Cover design: Kari Brownlie

Text design: Elaine Sharples

Printed in Great Britain by 4edge Ltd

In memory of Anne1933 – 2022Mother, teacher, supporter and astute critic

The Void

There is a moment when the arrow stands in the target. And there is a moment, just before that, when it does not. No matter how I stare, I can never catch the instant of its arrival.

If I look towards the archer, I can just see the brief flash of movement as it leaves the bow. The eye can track its flight, but often arrives at the target to find the arrow already planted, as if it had grown there.

A camera, perhaps, could resolve the uncertainty between the note of the bowstring and the percussion of the target. The image might reveal a flying stick, naked and exposed, quivering with all the chances of its flight. Even a bursting of the paper as it pierced the target. But would that satisfy? After all, if it was a fair shot, then it already stands in the target. And no camera can ever capture the moment between there and not there.

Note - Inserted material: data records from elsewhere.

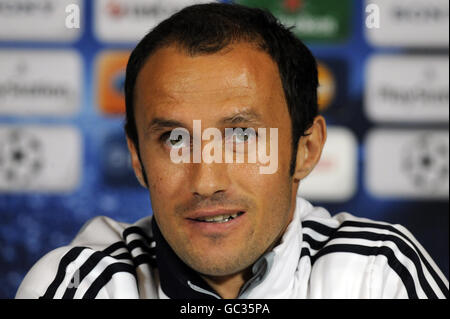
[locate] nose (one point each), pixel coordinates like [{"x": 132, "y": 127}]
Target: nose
[{"x": 209, "y": 178}]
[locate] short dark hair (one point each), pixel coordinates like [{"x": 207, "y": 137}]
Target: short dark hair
[{"x": 209, "y": 28}]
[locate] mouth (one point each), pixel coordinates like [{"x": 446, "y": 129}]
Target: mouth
[{"x": 218, "y": 219}]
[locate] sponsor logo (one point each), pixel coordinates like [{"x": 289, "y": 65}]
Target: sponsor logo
[
  {"x": 39, "y": 159},
  {"x": 327, "y": 86},
  {"x": 39, "y": 82},
  {"x": 111, "y": 68},
  {"x": 130, "y": 20},
  {"x": 407, "y": 89},
  {"x": 409, "y": 164},
  {"x": 334, "y": 177},
  {"x": 318, "y": 20},
  {"x": 37, "y": 20},
  {"x": 410, "y": 23},
  {"x": 116, "y": 162}
]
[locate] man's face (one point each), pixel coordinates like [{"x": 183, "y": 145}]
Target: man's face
[{"x": 238, "y": 87}]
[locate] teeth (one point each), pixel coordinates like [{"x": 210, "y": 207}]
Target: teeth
[{"x": 219, "y": 218}]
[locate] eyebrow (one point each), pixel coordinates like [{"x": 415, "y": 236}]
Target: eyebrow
[
  {"x": 159, "y": 124},
  {"x": 247, "y": 116}
]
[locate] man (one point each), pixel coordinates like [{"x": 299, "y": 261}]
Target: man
[{"x": 223, "y": 229}]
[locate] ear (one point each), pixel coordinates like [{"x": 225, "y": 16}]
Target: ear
[
  {"x": 310, "y": 148},
  {"x": 135, "y": 162}
]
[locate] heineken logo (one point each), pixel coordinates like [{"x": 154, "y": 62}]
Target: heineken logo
[{"x": 293, "y": 5}]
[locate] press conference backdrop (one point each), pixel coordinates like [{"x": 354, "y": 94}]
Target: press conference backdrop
[{"x": 384, "y": 91}]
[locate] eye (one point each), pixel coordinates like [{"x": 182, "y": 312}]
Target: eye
[{"x": 174, "y": 139}]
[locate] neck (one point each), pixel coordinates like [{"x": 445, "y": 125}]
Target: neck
[{"x": 228, "y": 287}]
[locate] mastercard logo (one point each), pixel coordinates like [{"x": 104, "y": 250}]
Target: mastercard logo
[
  {"x": 327, "y": 87},
  {"x": 111, "y": 68}
]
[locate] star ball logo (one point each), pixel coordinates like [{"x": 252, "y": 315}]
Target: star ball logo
[{"x": 245, "y": 143}]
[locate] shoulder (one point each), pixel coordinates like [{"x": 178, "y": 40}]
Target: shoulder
[
  {"x": 83, "y": 268},
  {"x": 370, "y": 259}
]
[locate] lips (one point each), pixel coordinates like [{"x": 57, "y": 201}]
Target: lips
[{"x": 215, "y": 216}]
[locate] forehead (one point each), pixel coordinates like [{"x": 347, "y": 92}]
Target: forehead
[{"x": 238, "y": 76}]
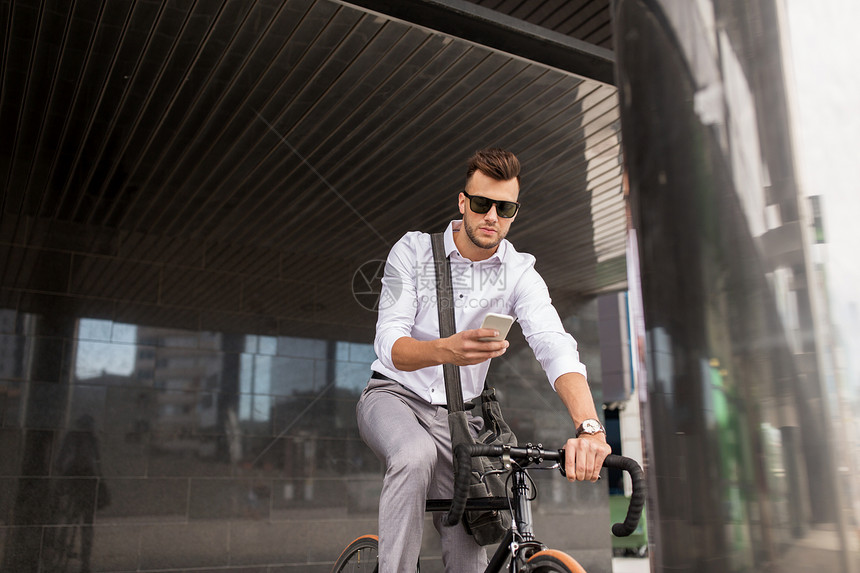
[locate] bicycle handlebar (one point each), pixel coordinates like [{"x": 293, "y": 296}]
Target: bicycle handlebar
[{"x": 535, "y": 454}]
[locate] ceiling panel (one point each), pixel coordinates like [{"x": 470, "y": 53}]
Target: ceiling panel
[{"x": 285, "y": 140}]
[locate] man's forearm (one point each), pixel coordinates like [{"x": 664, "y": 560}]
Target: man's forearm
[
  {"x": 409, "y": 354},
  {"x": 575, "y": 393}
]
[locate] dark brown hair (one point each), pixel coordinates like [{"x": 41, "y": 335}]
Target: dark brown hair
[{"x": 497, "y": 163}]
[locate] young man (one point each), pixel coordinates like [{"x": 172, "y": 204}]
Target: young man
[{"x": 402, "y": 414}]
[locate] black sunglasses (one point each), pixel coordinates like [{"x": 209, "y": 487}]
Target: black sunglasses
[{"x": 481, "y": 205}]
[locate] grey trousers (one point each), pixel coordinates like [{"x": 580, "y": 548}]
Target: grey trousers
[{"x": 412, "y": 438}]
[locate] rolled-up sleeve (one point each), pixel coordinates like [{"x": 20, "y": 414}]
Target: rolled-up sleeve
[
  {"x": 397, "y": 299},
  {"x": 554, "y": 348}
]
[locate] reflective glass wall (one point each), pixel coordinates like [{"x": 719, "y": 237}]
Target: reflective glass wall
[{"x": 747, "y": 406}]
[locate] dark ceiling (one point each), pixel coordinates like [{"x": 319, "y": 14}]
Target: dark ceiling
[{"x": 292, "y": 141}]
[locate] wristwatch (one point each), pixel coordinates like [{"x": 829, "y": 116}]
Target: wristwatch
[{"x": 590, "y": 427}]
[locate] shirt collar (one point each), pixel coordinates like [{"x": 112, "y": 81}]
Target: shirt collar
[{"x": 451, "y": 247}]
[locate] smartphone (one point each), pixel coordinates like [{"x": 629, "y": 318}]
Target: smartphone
[{"x": 500, "y": 322}]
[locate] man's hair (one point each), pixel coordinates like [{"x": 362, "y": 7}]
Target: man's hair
[{"x": 497, "y": 163}]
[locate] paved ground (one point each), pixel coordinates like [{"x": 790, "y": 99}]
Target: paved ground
[{"x": 630, "y": 565}]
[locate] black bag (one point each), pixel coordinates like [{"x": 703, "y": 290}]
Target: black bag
[{"x": 487, "y": 526}]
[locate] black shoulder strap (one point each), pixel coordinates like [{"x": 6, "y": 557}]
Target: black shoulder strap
[{"x": 445, "y": 306}]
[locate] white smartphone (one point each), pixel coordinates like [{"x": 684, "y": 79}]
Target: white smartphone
[{"x": 500, "y": 322}]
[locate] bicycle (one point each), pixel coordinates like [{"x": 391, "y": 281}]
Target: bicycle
[{"x": 520, "y": 551}]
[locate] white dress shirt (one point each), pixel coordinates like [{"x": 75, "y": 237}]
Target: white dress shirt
[{"x": 506, "y": 283}]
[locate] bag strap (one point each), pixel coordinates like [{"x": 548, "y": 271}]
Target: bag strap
[{"x": 447, "y": 327}]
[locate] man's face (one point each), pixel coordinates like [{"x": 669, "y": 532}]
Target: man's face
[{"x": 487, "y": 230}]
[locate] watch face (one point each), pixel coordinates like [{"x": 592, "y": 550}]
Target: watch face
[{"x": 591, "y": 427}]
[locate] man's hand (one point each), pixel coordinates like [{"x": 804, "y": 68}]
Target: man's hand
[
  {"x": 465, "y": 348},
  {"x": 584, "y": 457}
]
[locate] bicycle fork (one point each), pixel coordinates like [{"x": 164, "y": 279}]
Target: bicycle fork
[{"x": 520, "y": 539}]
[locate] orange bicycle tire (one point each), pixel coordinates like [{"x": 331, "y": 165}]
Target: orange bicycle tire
[
  {"x": 550, "y": 560},
  {"x": 350, "y": 558}
]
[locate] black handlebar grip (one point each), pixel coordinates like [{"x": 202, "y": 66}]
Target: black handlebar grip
[
  {"x": 463, "y": 476},
  {"x": 637, "y": 500}
]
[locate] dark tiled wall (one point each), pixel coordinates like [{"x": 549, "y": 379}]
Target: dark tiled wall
[{"x": 219, "y": 449}]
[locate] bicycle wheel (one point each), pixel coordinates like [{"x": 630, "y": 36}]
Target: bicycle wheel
[
  {"x": 550, "y": 560},
  {"x": 362, "y": 555}
]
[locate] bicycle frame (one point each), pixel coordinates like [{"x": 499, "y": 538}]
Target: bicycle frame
[
  {"x": 520, "y": 542},
  {"x": 519, "y": 551}
]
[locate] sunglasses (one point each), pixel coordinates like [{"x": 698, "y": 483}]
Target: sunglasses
[{"x": 481, "y": 205}]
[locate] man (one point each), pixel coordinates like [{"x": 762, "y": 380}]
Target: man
[{"x": 402, "y": 414}]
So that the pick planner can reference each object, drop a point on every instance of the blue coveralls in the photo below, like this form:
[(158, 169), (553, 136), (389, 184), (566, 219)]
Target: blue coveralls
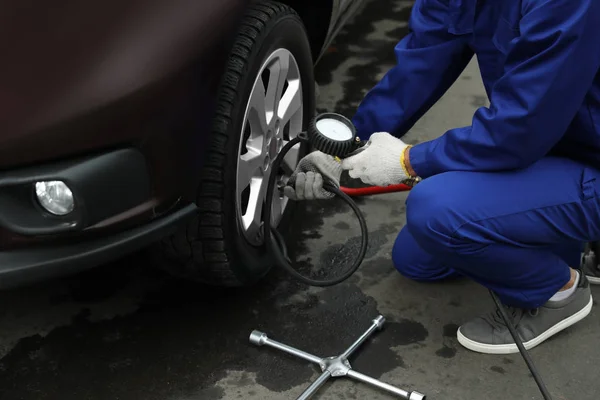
[(509, 200)]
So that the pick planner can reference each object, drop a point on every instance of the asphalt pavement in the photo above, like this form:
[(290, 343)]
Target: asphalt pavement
[(125, 331)]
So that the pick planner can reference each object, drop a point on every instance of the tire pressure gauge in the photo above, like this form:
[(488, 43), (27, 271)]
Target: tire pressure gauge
[(333, 134)]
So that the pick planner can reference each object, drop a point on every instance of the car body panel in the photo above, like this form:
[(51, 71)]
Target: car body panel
[(74, 58), (84, 78)]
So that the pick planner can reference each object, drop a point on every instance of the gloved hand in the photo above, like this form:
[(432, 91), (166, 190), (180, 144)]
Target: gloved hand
[(306, 183), (378, 163)]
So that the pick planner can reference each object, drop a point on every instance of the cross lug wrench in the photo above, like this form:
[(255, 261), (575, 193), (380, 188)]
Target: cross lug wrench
[(336, 366)]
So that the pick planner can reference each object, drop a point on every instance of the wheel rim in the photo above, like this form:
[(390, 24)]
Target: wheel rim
[(273, 116)]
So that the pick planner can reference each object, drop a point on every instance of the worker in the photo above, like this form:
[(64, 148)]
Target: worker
[(509, 200)]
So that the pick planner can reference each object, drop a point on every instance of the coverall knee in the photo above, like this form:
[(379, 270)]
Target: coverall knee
[(514, 232)]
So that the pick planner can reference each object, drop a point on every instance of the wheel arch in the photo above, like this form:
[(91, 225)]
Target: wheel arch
[(317, 18)]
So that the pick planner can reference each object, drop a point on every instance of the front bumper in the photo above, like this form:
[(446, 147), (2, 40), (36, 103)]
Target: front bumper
[(28, 265), (115, 213)]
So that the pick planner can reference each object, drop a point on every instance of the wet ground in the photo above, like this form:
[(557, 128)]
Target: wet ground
[(126, 332)]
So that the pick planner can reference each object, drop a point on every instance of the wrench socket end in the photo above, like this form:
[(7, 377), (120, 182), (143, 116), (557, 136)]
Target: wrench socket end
[(258, 338)]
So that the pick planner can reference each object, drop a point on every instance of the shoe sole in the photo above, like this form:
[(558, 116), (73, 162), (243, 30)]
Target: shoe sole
[(512, 348)]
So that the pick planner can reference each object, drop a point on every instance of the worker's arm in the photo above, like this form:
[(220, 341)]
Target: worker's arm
[(550, 68), (429, 59)]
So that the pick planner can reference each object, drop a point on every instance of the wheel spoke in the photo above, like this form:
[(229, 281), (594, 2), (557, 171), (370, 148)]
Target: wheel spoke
[(291, 102), (253, 217), (257, 113), (277, 78), (276, 208), (291, 159), (248, 166)]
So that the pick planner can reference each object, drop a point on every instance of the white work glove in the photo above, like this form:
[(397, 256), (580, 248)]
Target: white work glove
[(378, 163), (306, 183)]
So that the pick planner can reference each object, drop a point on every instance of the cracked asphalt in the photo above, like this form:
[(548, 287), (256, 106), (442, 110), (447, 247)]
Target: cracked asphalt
[(125, 331)]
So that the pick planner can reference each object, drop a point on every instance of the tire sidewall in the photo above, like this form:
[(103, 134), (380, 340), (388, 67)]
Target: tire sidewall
[(249, 262)]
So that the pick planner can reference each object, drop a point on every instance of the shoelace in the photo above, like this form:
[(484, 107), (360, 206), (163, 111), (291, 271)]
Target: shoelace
[(515, 314)]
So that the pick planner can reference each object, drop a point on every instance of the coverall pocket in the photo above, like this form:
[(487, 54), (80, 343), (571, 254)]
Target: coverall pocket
[(504, 35), (589, 183)]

But there must be something in the void, in the moment between moments. For everything else, forwards and backwards, grows out of that.

1  Ashibumi

The archer takes up position at the shooting line, feet braced well apart, establishing the foundations of the shot.

‘Of course, you’ve never met my aunt.’

Hiroshi’s English was impeccable. Probably because it was patched together from textbook phrases like ‘Hiroshi’s English was impeccable’ or ‘Of course, you’ve never met my aunt’. Of course I’d never met his aunt. Weeks squashed together in an attic office and this was the first time he’d admitted to having any sort of personal life, never mind an actual living relative.

‘Quite a character. A very nice person…’

‘Eh?’

‘… although, as a matter of fact, she had some odd ways.’

He didn’t seem to register my puzzled silence.

‘We felt it might be because of her experiences in the Pacific War. She lost all her family, except for my father.’

I admit, I was struggling. Thirty seconds before, we had been deep in the minutiae of translation, wrestling the maintenance schedule for a medical waste incinerator out of Japanese and into English.

‘She was almost killed herself. A real survivor. She never spoke about it, certainly not to us children.’

In the middle of a section entitled ‘Schedule of Monthly Inspections’, he’d pushed back his chair, put his glasses down on the desk and come out with this … stuff.

‘To my sister and I she was just Auntie Mie. She bought us little treats: shaved ice with syrup in the summer, cakes in the winter, presents on our birthdays. She never married, but apart from that she lived a perfectly normal life, most of the time.’

The yellow stained fingertips strayed upward toward his mouth, but finding no cigarette, settled on his tie instead and unnecessarily re-arranged it.

‘She could be very … determined.’

He paused, as if waiting for something.

‘But quite humorous also, more … uninhibited than most people.’

Again, a pause, during which it dawned on me that what he was waiting for, was me.

‘Sounds fun!’ I said and immediately regretted it.

‘Yes! My sister and I adored her! But the presents were a little odd.’

His tone became confidential.

‘At first she would just buy us the usual little toys. But as we got older, she started giving us things that were rather… strange.’

Our desks stood side by side, facing the low wall under the slope of the attic roof, his to the right of mine. I sensed he was looking at me. Waiting for me to say something like: ‘Oh? What sort of strange things?’ I cleared my throat and pointed out, as tactfully as I could, that we had a minor deadline to meet. He gave a grunt, snapped his glasses back on and twenty seconds later we were once more tussling over the correct usage of ‘air filter retention ring’ and ‘flexible drive-belt tensioner’.

At first, I congratulated myself on having steered our relationship back onto professional ground. As the morning wore on, I began to suspect my satisfaction had been premature. There was an atmosphere. By lunchtime, I was desperate to get out of the office.